JavaScript cannot automatically read files due to security reasons.

You have two options:

  • If you can rely on IE being used, you could use some fancy ActiveX stuff.

  • Use a backend which either constantly pushs data to the JS client or provides the data on pull requests.

2 Comments

"Fancy ActiveX stuff? Sounds fascinating, could you elaborate a little more?
@Jacob-IT My programming experience with ActiveX is very small (actually none). But have a look here: powerobjects.com/blog/2008/09/02/69 That code seems quite fine.
0

This could work if you had a server like build with Node.js, PHP, ...etc.

JavaScript can read files with the Ajax protocol, but this mean that you need a server.

Otherwise your requests will go through the file:// protocol which doesn't support Ajax.

1 Comment

The table.html file will be uploaded to a "server"..it's actually shared storage. As far as Ajax goes..that's new to me. If you have any helpful links could you comment them?

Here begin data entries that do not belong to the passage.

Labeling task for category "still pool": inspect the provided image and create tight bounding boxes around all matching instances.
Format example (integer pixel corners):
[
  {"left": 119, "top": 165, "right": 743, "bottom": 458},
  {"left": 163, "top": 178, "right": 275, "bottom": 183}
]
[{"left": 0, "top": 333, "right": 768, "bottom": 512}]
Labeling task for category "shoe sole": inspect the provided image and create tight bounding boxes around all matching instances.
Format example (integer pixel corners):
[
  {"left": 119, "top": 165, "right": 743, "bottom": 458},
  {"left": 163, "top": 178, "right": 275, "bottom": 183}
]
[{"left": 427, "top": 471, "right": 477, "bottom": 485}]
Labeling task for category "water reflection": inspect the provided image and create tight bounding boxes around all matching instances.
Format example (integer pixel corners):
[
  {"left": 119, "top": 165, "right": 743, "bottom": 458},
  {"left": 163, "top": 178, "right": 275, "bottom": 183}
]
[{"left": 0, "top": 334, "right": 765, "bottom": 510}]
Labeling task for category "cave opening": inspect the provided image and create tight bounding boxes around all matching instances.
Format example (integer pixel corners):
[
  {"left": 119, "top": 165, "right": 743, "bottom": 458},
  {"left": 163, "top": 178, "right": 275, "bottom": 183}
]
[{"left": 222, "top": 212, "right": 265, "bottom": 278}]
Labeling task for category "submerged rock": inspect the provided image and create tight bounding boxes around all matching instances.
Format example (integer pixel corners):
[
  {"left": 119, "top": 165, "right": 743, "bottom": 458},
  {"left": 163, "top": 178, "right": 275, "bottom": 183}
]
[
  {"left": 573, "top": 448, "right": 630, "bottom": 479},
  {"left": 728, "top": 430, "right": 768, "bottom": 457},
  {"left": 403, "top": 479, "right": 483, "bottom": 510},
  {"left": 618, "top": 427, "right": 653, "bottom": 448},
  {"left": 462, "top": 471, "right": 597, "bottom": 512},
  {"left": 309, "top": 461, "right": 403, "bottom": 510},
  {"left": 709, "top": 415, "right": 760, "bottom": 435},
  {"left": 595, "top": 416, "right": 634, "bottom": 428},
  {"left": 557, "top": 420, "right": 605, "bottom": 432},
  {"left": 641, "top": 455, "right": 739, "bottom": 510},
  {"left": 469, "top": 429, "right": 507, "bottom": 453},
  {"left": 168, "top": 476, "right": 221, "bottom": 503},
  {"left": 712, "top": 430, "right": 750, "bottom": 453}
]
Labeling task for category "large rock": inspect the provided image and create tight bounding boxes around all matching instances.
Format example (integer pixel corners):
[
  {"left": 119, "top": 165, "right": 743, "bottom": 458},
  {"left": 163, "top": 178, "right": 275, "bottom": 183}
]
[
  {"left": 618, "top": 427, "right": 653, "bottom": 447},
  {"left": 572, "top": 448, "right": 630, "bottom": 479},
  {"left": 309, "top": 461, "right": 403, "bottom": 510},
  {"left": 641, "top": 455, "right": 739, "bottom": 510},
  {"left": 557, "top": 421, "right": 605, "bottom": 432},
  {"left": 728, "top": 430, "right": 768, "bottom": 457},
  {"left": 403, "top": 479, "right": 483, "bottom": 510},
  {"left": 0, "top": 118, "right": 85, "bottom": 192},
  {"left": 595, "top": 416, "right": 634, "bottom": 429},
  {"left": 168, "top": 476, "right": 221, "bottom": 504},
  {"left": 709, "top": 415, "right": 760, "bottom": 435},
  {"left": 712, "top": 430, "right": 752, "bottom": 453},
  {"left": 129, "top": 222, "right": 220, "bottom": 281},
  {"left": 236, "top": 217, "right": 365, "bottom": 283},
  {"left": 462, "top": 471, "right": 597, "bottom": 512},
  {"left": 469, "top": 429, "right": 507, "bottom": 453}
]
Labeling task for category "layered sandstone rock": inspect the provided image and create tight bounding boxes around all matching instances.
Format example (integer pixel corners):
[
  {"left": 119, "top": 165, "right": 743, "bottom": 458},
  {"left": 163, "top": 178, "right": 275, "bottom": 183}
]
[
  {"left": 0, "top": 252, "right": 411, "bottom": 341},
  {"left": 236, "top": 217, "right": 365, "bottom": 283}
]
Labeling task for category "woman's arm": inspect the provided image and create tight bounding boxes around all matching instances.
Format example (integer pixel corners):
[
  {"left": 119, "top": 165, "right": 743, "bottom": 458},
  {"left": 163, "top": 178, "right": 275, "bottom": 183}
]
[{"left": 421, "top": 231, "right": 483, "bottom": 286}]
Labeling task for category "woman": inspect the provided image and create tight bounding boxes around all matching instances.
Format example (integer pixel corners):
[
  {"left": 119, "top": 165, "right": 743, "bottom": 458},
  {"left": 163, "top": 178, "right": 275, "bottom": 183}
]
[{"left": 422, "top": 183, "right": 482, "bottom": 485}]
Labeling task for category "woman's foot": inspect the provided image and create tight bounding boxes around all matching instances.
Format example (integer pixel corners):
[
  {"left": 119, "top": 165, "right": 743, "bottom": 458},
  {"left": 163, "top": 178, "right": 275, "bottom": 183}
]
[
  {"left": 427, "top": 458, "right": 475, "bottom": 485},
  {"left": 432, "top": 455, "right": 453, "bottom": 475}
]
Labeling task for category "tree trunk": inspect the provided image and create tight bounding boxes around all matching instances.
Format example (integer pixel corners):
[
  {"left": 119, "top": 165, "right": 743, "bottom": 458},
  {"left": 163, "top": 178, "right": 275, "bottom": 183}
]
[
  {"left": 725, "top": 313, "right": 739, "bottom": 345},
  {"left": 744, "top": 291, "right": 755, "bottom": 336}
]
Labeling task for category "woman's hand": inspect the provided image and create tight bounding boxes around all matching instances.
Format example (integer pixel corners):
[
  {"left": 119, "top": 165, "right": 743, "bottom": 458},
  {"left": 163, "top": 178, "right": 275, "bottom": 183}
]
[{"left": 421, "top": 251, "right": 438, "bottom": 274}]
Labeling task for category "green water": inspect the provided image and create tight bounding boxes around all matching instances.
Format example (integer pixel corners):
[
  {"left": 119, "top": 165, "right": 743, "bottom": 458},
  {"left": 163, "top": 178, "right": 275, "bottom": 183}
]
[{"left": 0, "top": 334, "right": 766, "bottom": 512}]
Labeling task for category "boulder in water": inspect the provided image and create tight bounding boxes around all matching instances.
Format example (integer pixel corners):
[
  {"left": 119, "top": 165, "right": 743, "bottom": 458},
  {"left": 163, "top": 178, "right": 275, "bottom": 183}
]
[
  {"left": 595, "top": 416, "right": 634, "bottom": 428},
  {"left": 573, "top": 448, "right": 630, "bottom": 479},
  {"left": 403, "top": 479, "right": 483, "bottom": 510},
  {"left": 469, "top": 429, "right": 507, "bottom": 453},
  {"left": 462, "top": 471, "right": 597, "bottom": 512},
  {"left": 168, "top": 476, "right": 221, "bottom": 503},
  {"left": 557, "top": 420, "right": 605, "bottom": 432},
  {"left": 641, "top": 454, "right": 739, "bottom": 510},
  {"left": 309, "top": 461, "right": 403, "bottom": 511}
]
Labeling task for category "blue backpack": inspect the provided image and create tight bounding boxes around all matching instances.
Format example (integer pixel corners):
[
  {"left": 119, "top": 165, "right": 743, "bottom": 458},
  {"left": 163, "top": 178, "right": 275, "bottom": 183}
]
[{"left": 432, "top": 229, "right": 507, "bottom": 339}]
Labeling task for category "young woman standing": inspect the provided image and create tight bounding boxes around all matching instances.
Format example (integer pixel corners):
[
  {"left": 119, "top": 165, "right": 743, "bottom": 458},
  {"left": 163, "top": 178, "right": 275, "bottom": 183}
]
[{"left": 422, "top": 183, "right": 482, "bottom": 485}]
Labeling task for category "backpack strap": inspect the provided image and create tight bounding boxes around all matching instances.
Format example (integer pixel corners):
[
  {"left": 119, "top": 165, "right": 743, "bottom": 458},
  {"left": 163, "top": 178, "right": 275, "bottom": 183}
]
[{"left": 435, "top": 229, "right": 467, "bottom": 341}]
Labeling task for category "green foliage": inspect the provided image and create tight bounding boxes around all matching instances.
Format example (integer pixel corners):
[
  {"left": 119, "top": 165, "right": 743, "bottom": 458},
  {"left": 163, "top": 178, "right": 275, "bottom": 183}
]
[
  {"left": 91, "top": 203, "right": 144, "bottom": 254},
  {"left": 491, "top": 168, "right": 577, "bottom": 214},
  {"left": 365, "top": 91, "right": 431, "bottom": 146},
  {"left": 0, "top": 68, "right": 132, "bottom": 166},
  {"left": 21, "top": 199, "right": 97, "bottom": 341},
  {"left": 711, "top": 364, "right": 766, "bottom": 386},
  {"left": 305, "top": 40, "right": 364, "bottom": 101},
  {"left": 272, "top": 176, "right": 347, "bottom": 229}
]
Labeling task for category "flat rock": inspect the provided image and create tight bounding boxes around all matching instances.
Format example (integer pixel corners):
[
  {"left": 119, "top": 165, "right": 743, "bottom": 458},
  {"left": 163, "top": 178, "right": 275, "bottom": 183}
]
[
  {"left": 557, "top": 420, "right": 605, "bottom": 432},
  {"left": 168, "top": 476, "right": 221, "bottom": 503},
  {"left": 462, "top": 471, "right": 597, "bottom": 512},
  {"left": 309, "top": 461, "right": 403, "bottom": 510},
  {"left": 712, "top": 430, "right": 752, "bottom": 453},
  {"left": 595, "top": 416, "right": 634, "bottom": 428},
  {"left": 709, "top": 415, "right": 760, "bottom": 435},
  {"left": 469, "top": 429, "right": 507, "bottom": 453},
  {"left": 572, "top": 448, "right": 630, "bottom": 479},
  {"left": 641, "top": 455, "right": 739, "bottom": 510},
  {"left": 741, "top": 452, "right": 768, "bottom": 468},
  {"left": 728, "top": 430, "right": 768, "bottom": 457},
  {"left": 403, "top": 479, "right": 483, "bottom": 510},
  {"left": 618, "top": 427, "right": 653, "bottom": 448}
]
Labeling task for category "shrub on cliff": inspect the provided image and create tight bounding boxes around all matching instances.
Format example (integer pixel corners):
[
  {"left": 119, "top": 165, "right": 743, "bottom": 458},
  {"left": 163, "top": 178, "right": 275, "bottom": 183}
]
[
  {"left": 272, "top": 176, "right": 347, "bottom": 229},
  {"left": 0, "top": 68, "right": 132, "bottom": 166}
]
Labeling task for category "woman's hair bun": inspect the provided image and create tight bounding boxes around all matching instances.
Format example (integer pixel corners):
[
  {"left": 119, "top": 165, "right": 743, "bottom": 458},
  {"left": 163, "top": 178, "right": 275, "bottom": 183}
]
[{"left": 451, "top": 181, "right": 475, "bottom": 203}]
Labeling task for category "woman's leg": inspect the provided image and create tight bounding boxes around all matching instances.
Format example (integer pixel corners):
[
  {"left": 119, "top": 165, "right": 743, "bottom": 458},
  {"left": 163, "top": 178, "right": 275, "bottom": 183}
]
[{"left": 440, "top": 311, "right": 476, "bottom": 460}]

I will go looking.
0

You can try looking into FileReader: https://developer.mozilla.org/en-US/docs/Web/API/FileReader

The FileReader object lets web applications asynchronously read the contents of files (or raw data buffers) stored on the user's computer

I've never personally gotten it to work properly, but it's supposed to be able to allow this sort of thing.

1 Comment

Thanks, I will look into that..although it looks as though FileReader will have to be installed on the client PC. i don't have those privileges.
0

Try with XMLHttpRequest or ActiveXObject in IE 5 or IE 6.

Here you can find an explanation:

http://www.w3schools.com/xml/xml_http.asp

Or try this example:

http://www.w3schools.com/ajax/tryit.asp?filename=tryajax_first

1 Comment

My superior uses Firefox exclusively..and he hates IE. So, I have to bend to his likes, you know? Thanks for the answer though!
0

It sounds like you just want to get the contents of a static file from your server; is that right? If that's what you need to do, you're in luck. That's very easy.

load('textTable.txt', function(err, text) {
    buildTable(text);
});

function load(url, callback) {  
    var xhr = new XMLHttpRequest();  

    xhr.onreadystatechange = function() {
        if (xhr.readyState < 4) return;

        if (xhr.status !== 200) {  
            return callback('HTTP Status ' + xhr.status);
        }  

        if (xhr.readyState === 4) {  
            callback(null, xhr.responseText);  
        }             
    };

    xhr.open('GET', url, true);  
    xhr.send('');  
}

If you go with qwest, it'll look something like this:

qwest.get('textTable.txt').success(function(text) {
    buildTable(text);
});

With jQuery:

jQuery.get('textTable.txt', function(text) {
    buildTable(text);
});

6 Comments

I don't think he has a server, just a static page.
@AwakeZoldiek A static page on the server. as he mentioned.
Thanks for posting the code, but isn't XMLHttpRequest() only available on IE?
@Jacob-IT Nope, it works in all modern browsers. I wouldn't use this too-simple example code in real life. Look at github.com/pyrsmk/qwest. It will handle errors much better and work in all browsers.
@Jacob-IT Is that what you needed to do? Does this work for you?